With the number of available days dwindling, I had none left to waste – so I was back moving the following morning. I got to school ridiculously early, when the corridors were still empty and quiet footsteps seemed to echo from one end to another. If there were other people in the building, they were hiding away. Hiding away from the crazed blonde student, searching the school with a fine-tooth comb, maybe? Or perhaps just backed up in traffic, totally unaware of my desperation. Either way, there was no time to think about it. I only had one thing on my mind.

I had to find Jace.

It seemed like this was the way I spent all my waking hours nowadays: trying to locate the guy I pinned my hopes on, thinking once again he might be the brain that slotted all the pieces together. He had, of course, told me not to think like that. But in a situation like this, it was difficult to stop.

I lingered desperately around all the spots he might be. Even as the clock inched closer to first bell, and masses of students began to fill the surrounding corridors, I couldn't stop peering over the sea of heads in the hope of catching a glimpse of those thick-framed glasses. He had to be here somewhere.

Classes began, but I skipped history altogether in favour of more time spent roaming the halls. Passing students gave me odd looks, and I did briefly wonder if I was drawing more attention to myself than was wise. Things would be easier if I laid low. But when Jace continued with his consistent knack for eluding me, what other choice did I have?

Panic started to rise as noon rolled around. Lunch was fast approaching, and there'd still been no sign of him, despite all the time I'd spent hanging around the student council office door. That had been my safest bet, and what I thought was his spot of solitude in a bustling college. But hours had passed, and it seemed this was not what Jace was seeking today.

Trying the library was a decision spawned from dwindling options. I'd barely set foot in there myself, even though I was hardly still considered a new student. The college's collection of books had been stacked in one of the central ground floor rooms, with high ceilings reminiscent of the old architecture. Bookshelves were lined closely to form narrow aisles, most top shelves out of reach of even the tallest students. In its every aspect, the room had an unshakeable feel of not having enough space. It was a far cry from the spacious, book-filled haven of KHA, where it seemed possible to get lost for days among the shelves.

In the middle of class, the place was deserted. A librarian re-shelved books from a trolley in the corner, while a few other students milled around between aisles. Everything pointed toward staying silent, but this was difficult when ancient floorboards creaked deafeningly beneath my feet.

I wasn't expecting to find him here; it was more a precautionary check than anything else.
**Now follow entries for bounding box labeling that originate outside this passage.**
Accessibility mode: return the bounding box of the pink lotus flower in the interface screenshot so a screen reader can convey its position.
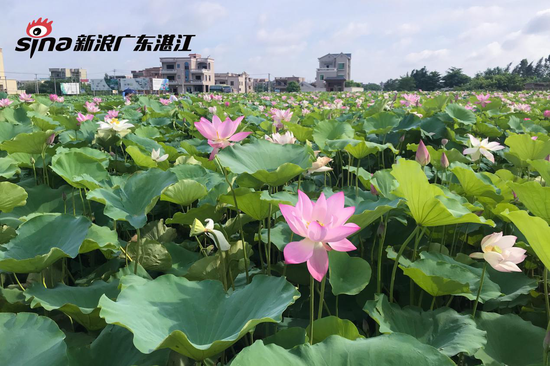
[401,94,421,107]
[270,108,293,129]
[470,232,526,272]
[416,140,430,166]
[279,191,360,282]
[19,92,34,103]
[105,109,119,118]
[84,102,99,113]
[76,112,94,123]
[265,131,296,145]
[475,93,491,108]
[462,134,505,163]
[195,116,252,160]
[441,152,449,169]
[0,98,13,108]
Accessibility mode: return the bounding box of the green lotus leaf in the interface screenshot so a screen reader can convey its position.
[51,151,109,189]
[68,325,170,366]
[451,166,502,202]
[217,140,311,186]
[0,131,52,154]
[364,112,401,135]
[391,159,495,227]
[219,188,272,220]
[0,184,82,227]
[329,250,372,296]
[509,182,550,223]
[306,316,363,344]
[445,103,476,125]
[502,211,550,268]
[0,214,92,273]
[475,312,546,366]
[127,239,172,271]
[0,157,21,179]
[0,120,32,142]
[262,221,296,252]
[366,295,487,357]
[348,198,401,229]
[87,169,176,229]
[262,327,309,349]
[313,121,355,150]
[231,334,454,366]
[529,159,550,182]
[504,133,550,165]
[0,313,68,366]
[126,145,158,168]
[160,179,208,206]
[23,280,119,330]
[79,224,120,253]
[0,182,28,212]
[99,275,299,360]
[483,266,538,311]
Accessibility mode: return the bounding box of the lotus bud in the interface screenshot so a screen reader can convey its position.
[46,133,55,145]
[441,153,449,169]
[370,183,379,196]
[376,221,386,236]
[416,140,430,166]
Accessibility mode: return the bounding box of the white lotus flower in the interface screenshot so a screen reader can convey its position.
[98,118,134,132]
[151,148,168,163]
[463,134,504,163]
[204,219,231,252]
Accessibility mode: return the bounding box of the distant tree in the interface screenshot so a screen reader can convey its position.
[286,81,302,93]
[363,83,385,91]
[346,80,363,88]
[442,67,470,88]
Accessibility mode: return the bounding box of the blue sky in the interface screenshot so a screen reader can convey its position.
[0,0,550,82]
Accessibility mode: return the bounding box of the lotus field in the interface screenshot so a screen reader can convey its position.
[0,92,550,366]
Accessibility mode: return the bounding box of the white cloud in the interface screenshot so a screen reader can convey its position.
[405,48,449,63]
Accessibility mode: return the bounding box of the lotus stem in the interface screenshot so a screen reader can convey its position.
[390,226,420,302]
[376,214,388,294]
[309,276,315,345]
[214,156,252,283]
[472,262,487,319]
[317,275,327,319]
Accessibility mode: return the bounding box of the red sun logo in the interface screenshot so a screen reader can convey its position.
[27,18,53,38]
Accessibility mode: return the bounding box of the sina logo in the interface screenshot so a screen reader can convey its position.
[27,18,53,38]
[15,18,73,58]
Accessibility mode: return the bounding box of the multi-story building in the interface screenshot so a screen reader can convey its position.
[160,53,216,93]
[215,72,254,93]
[315,53,351,91]
[275,76,305,93]
[0,48,19,94]
[132,66,162,79]
[50,68,88,82]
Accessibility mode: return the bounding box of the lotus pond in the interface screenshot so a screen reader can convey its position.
[0,92,550,366]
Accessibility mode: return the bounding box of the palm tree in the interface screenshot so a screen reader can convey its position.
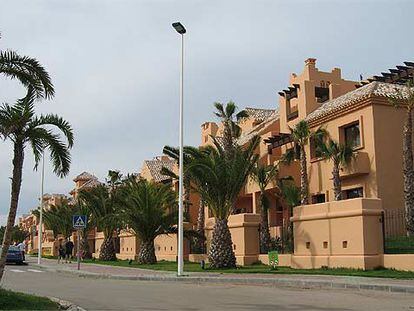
[122,179,177,264]
[390,79,414,236]
[252,164,278,254]
[73,200,94,258]
[33,202,74,238]
[214,101,248,157]
[161,146,205,254]
[283,120,326,205]
[79,185,121,261]
[278,177,301,252]
[187,136,260,268]
[0,89,73,280]
[317,139,354,201]
[0,34,55,98]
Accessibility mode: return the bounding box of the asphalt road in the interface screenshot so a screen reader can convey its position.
[1,265,414,311]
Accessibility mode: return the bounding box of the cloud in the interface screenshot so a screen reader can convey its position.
[0,0,414,219]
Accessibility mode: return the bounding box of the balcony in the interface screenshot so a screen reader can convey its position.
[340,152,370,178]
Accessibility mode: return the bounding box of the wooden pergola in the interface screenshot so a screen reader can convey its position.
[356,62,414,87]
[264,133,292,154]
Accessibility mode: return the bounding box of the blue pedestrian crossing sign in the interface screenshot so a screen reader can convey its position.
[72,215,88,229]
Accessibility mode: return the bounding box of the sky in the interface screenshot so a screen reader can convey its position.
[0,0,414,224]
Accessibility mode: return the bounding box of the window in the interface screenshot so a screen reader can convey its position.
[343,187,364,199]
[343,122,361,148]
[310,137,322,160]
[312,193,326,204]
[315,86,329,104]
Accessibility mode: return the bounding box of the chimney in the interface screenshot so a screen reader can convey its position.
[305,58,316,67]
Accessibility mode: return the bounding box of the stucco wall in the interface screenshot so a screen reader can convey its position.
[373,100,406,236]
[291,198,383,269]
[306,106,378,201]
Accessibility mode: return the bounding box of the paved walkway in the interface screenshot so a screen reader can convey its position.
[4,264,414,311]
[29,258,414,294]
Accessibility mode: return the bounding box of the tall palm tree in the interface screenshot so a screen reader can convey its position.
[390,79,414,236]
[161,146,209,254]
[187,136,260,268]
[252,163,278,254]
[73,200,94,258]
[161,146,191,221]
[214,101,248,157]
[0,89,73,280]
[278,177,301,252]
[122,179,177,264]
[284,120,326,205]
[0,34,55,98]
[79,185,121,261]
[317,139,354,201]
[33,202,74,238]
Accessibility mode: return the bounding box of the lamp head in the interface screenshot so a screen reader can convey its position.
[172,22,186,35]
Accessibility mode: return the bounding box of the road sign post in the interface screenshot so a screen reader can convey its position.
[72,215,88,270]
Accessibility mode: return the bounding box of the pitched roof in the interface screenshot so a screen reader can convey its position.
[144,157,176,182]
[73,172,98,182]
[237,110,279,146]
[244,107,278,121]
[306,81,408,122]
[78,179,102,190]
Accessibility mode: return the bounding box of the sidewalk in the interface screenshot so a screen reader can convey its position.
[29,259,414,294]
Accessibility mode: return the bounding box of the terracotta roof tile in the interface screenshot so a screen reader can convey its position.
[237,110,279,145]
[144,157,176,182]
[73,172,98,182]
[244,107,278,121]
[306,81,408,122]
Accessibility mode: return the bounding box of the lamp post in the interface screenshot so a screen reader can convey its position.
[37,152,45,265]
[172,22,186,276]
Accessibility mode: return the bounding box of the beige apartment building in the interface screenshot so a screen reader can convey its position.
[22,58,414,269]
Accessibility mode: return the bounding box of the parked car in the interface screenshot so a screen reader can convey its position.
[0,245,24,265]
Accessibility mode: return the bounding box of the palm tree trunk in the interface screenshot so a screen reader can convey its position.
[208,219,236,268]
[403,109,414,236]
[138,240,157,264]
[300,145,309,205]
[80,229,92,258]
[183,177,191,221]
[0,142,24,281]
[332,161,342,201]
[193,199,205,254]
[223,120,234,158]
[99,232,116,261]
[259,192,270,254]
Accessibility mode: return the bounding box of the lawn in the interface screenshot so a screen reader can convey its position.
[0,288,59,310]
[80,260,414,279]
[385,236,414,254]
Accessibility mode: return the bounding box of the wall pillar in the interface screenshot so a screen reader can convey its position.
[252,192,259,214]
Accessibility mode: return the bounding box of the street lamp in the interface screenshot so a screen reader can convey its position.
[172,22,186,276]
[37,152,45,265]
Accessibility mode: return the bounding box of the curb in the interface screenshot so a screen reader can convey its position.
[33,266,414,294]
[48,297,87,311]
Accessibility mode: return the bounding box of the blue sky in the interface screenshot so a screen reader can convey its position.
[0,0,414,223]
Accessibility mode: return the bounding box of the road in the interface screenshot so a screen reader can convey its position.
[1,265,414,311]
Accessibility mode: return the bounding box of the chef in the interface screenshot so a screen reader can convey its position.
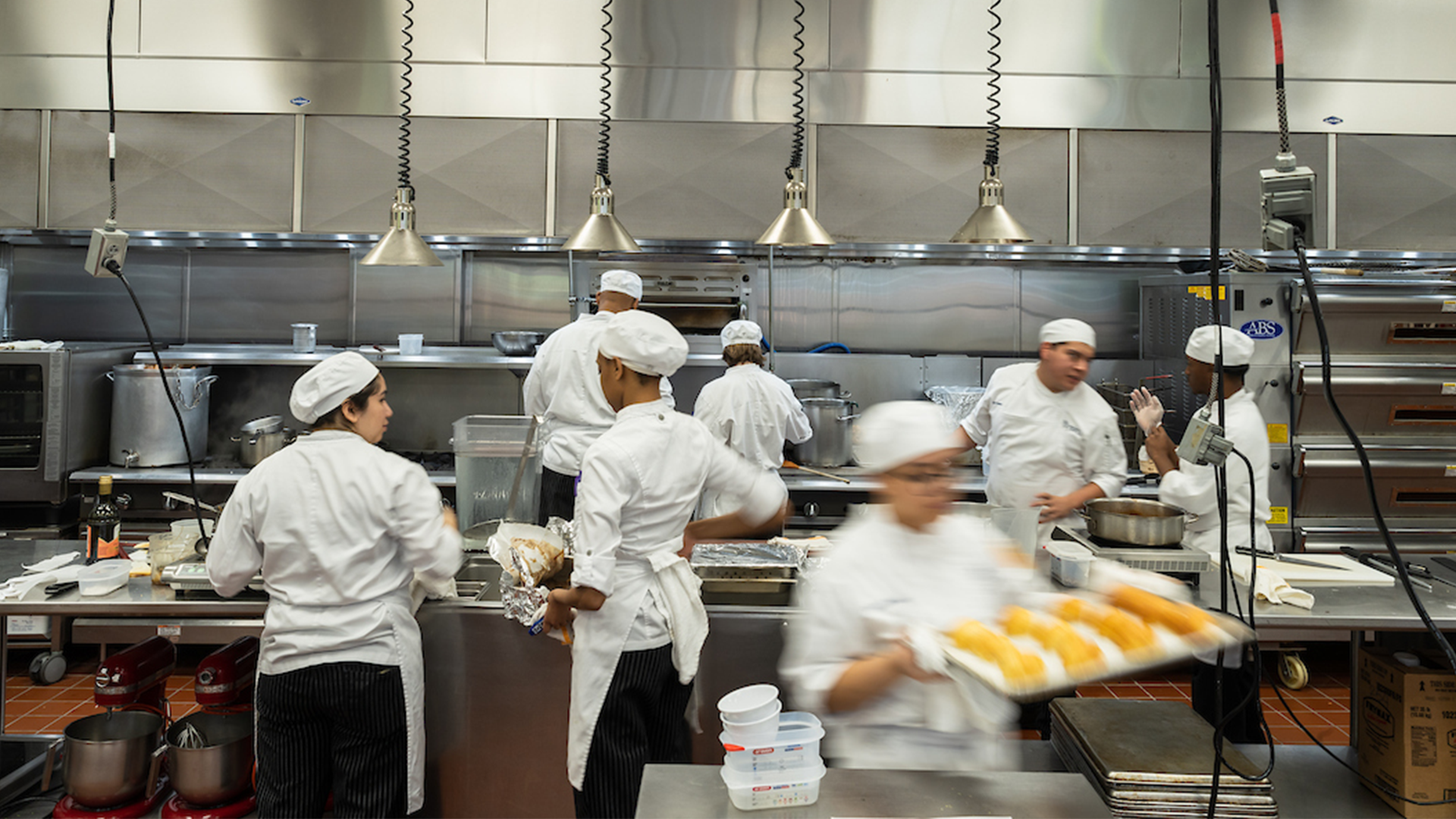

And yet as I ducked down the aisle that housed a slightly sad selection of Modern Humanity books, I was in for a surprise.

My intake of breath ended up sounding more like a gasp, and I raised a hand to my mouth to stifle a noise that had already escaped. In the same moment, Jace's eyes met mine between the dusty shelves.

"You're here," I breathed, out of relief more than anything else. Then, "Why are you here?"

I then noticed the leather-bound book in his hand: Artificial Evolution in the Twenty-Third Century. The type of typical reference for any Modern Humanity Class. "I was... doing some research," he said, but under my gaze he reached up to slot the book back in its place. "I don't know. I thought I might be able to find something useful, some tiny detail that might help... I know it's dumb. I just wanted to feel like I was doing something."

Footsteps in a nearby aisle jolted me, and I remembered where we were. "We need to talk."

"Okay," he said quietly. "What about?"

More footsteps, closer now, and though they probably belonged to a totally innocent student, I couldn't shake the feeling that this was just an open range for being overheard. "Not here," I whispered. "Outside."

Jace glanced over his shoulder, suddenly making eye contact with a face that had appeared between a gap in the books. He quickly looked back toward me. "Good idea."

We stepped out of the library with me in the lead. It felt weird to walk ahead of Jace, to feel like the one in control, though I knew the roles were reversed in the grand scheme of things. His footsteps were not supposed to fall in the shadow of mine. And yet as I headed for one of the stairwells at the side of the building, which I knew opened up to side exits, this was how it happened.

Inside the stairwell was cold, but things got worse once I'd pulled open the door on the exterior wall of the building. It emerged on the edge of the car park, with the college gates in view, traffic crawling by on the adjacent road. Jace shivered.

"Everything okay?" he asked, but we'd both worked out the answer from the unspoken atmosphere between us.

"I found out something," I said, not knowing how else to begin. "From my friend Orla. You know her?"

He paused, mentally turning the name over for a couple of seconds. "As in Shields? The mayor's kid?"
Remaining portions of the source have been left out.